Com’è noto, l’articolo 8 dello Statuto dei Lavoratori vieta al datore di lavoro, ai fini dell’assunzione, di effettuare indagini, oltre che sulle opinioni politiche, religiose o sindacali del lavoratore,anche sui fatti non rilevanti ai fini della valutazione dell’attitudine professionale del lavoratore. La dottrina ha posto in luce come l’articolo 8 ponga, rispetto alla normativa generale sulla privacy, di cui al Dlgs 196/2003, una tutela da un lato più radicale, ponendo, ove i dati non sono necessari alla gestione del rapporto di lavoro, un divieto assoluto, dall’altro più limitata, perchè, ove al contrario sussista tale necessità, il lavoratore non è tutelato dalla disposizione in esame (Amoroso, Di Cerbo, Maresca) (C.f.r: Zaccardi, cit., pag. 204). Quindi, anche in questo caso, emerge un principio di sussidiarietà delle fonti secondo cui è la fonte, la normativa che tutela di più quella che trova più diretta applicazione. Alla luce pertanto dei problemi peraltro sopra esposti, dunque, qui si colloca altresì il discorso relativo ai recenti provvedimenti emanati, primo fra tutti il protocollo condiviso di regolamentazione delle misure per il contrasto e il contenimento della diffusione del virus Covid 19 negli ambienti di lavoro,siglato il 14 marzo 2020 e interamente recepito nel Dpcm 22 marzo 2020. Nello stesso, viene espressamente stabilito che “il personale, prima dell’accesso al luogo di lavoro, potrà essere sottoposto al controllo della temperatura corporea. Se tale temperatura risulterà superiore ai 37,5°C l’ingresso ai luoghi di lavoro non sarà consentito”.

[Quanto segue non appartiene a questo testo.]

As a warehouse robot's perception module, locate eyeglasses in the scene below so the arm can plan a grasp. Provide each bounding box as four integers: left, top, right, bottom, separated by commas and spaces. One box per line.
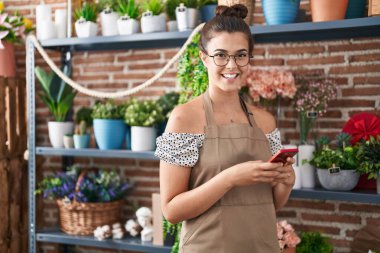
207, 53, 253, 67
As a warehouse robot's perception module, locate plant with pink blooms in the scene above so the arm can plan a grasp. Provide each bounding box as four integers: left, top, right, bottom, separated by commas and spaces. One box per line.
294, 78, 336, 144
243, 69, 297, 102
277, 220, 301, 251
0, 2, 34, 49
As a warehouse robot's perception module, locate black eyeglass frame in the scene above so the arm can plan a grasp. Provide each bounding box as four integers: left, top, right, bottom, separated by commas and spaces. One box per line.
205, 52, 253, 67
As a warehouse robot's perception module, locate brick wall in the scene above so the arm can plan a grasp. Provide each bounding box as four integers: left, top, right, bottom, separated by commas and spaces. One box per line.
4, 0, 380, 252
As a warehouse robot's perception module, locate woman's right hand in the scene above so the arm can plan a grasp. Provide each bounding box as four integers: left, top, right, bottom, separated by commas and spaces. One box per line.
225, 161, 289, 186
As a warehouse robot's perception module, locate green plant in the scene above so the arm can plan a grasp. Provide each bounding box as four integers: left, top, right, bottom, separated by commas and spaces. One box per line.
165, 0, 181, 20
296, 232, 333, 253
357, 135, 380, 179
157, 92, 179, 120
91, 100, 125, 119
310, 133, 359, 170
116, 0, 140, 19
124, 99, 164, 127
35, 65, 77, 121
142, 0, 165, 16
74, 2, 99, 22
177, 34, 208, 104
162, 218, 182, 253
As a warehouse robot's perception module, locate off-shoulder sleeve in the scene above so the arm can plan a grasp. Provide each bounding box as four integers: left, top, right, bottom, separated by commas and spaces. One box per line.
155, 133, 204, 167
265, 128, 282, 155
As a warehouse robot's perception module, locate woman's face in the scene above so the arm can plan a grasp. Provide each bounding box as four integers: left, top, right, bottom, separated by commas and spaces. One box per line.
200, 32, 249, 91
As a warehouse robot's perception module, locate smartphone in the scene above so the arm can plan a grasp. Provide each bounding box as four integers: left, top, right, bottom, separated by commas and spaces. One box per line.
269, 148, 298, 163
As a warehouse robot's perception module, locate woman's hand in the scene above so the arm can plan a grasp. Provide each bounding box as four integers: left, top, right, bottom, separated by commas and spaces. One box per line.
225, 161, 291, 186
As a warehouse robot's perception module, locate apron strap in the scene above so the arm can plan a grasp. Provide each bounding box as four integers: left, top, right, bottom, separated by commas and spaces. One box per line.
203, 88, 216, 126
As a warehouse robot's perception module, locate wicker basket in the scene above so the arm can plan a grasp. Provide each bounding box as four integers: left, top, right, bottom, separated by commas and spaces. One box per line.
57, 171, 123, 235
368, 0, 380, 16
218, 0, 255, 25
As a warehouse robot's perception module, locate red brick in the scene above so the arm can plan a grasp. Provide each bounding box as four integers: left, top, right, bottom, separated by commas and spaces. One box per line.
342, 86, 380, 97
301, 213, 361, 224
268, 46, 325, 55
330, 64, 380, 74
287, 56, 344, 66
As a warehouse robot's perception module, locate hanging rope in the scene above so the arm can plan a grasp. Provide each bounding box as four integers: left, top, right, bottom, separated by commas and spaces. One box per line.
28, 23, 204, 99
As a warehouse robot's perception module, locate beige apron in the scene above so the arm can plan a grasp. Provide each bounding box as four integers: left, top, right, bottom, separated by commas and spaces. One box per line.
180, 90, 280, 253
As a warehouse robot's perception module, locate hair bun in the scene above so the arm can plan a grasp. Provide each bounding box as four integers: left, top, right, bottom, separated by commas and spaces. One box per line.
215, 4, 248, 19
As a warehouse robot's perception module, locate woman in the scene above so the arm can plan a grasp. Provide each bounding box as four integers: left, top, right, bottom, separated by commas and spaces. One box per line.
156, 5, 295, 253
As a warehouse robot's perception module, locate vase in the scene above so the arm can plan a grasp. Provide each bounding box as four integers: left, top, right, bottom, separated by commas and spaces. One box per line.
298, 145, 315, 188
0, 41, 16, 77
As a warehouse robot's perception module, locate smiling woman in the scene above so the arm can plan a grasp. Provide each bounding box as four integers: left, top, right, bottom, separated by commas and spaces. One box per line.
156, 5, 295, 253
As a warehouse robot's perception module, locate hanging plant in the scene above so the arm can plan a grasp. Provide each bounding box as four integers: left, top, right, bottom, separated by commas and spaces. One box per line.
177, 34, 208, 104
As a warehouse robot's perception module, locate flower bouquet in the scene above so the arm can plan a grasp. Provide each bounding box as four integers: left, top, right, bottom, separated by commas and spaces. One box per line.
35, 166, 131, 235
295, 79, 336, 144
277, 220, 301, 252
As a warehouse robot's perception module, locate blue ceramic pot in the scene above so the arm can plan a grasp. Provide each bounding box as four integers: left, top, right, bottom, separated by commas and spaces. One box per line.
74, 134, 90, 149
201, 4, 217, 23
94, 119, 126, 149
345, 0, 367, 19
262, 0, 301, 25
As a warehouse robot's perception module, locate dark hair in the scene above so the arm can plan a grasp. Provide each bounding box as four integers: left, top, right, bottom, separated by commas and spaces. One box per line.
199, 4, 253, 55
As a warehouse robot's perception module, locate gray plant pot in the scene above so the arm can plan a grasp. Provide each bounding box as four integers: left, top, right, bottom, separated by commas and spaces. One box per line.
317, 168, 360, 191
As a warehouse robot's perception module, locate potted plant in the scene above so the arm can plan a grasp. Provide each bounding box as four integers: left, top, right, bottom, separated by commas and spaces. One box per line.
35, 66, 77, 148
310, 133, 359, 191
74, 2, 98, 38
297, 232, 333, 253
165, 0, 180, 32
357, 135, 380, 194
157, 92, 179, 136
98, 0, 119, 36
91, 101, 126, 149
116, 0, 140, 35
262, 0, 301, 25
141, 0, 166, 33
124, 99, 164, 151
35, 165, 132, 235
199, 0, 218, 23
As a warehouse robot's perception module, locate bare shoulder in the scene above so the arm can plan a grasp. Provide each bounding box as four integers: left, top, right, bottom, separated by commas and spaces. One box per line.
165, 95, 205, 134
248, 105, 276, 134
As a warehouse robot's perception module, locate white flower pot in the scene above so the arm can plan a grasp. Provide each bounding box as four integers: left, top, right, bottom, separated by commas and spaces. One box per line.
48, 121, 74, 148
75, 20, 98, 38
167, 20, 178, 32
298, 145, 315, 188
100, 10, 119, 36
117, 16, 140, 35
141, 12, 166, 33
317, 168, 360, 191
131, 126, 157, 151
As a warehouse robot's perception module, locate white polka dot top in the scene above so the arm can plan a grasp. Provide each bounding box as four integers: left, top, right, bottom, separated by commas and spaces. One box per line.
154, 128, 282, 167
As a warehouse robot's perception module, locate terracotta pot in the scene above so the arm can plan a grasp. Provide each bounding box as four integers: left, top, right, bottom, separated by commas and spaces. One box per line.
0, 41, 16, 77
310, 0, 348, 22
282, 248, 296, 253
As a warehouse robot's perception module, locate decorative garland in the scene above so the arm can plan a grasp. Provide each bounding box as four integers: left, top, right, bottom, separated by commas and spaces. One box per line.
27, 23, 204, 99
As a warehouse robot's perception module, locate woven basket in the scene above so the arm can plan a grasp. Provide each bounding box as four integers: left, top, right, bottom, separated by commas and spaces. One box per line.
218, 0, 255, 25
368, 0, 380, 16
57, 171, 123, 235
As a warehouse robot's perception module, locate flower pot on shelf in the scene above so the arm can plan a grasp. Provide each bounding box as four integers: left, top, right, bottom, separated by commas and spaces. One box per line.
310, 0, 348, 22
131, 126, 157, 151
48, 121, 74, 148
0, 41, 16, 77
262, 0, 300, 25
94, 119, 126, 150
100, 9, 119, 36
74, 134, 90, 149
117, 16, 140, 35
317, 168, 360, 191
75, 19, 98, 38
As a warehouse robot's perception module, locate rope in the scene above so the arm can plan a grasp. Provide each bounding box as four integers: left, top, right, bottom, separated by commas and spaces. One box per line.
28, 23, 204, 99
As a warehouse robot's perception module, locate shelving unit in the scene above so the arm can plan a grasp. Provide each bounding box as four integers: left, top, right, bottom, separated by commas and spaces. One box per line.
26, 17, 380, 253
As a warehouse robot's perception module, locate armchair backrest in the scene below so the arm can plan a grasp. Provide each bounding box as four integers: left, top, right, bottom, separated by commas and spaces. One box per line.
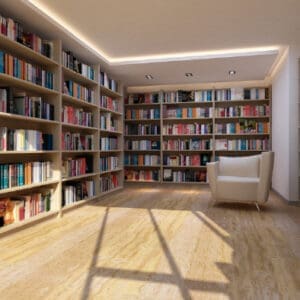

La misurazione della temperatura

La nota esplicativa ivi riportata, peraltro, stabilisce espressamente che “la rilevazione in tempo reale della temperatura corporea costituisce un trattamento dei dati personali e, pertanto, deve avvenire ai sensi della disciplina privacy vigente”, con ulteriori suggerimenti per la registrazione di detti dati (C.f.r nota al protocollo citato). Il suggerimento di cui alla nota,peraltro, recepisce un provvedimento del Garante Privacy del 02 marzo 2020, nel quale viene espressamente stabilito e raccomandato di evitare controlli della temperatura indiscriminati e quindi, se del caso, di dare espressa chiara comunicazione circa i provvedimenti da adottare. Ecco dunque che qui entra, come rimarcato anche da alcuni autori (Marini, altelex.com) che,a questo punto un ruolo chiave viene sicuramente svolto dalle informative privacy. D’altro canto, diversamente a dirsi, le problematiche di controllo e, anche sotto altro punto di vista di invasività permangono nei confronti dei lavoratori, visto peraltro che, a prescindere o meno dall’epidemia, diversamente a dirsi si tratterebbe, in primo lugo, di un rischio perlopiù generico e che comunque, stante le attuali conoscenze scientifiche, ben potrebbe essere attuato anche per una semplice influenza. Quindi, giustamente, bene che si faccia attenzione al trattamento dei dati, stante in ogni caso la normativa dello Statuto dei Lavoratori.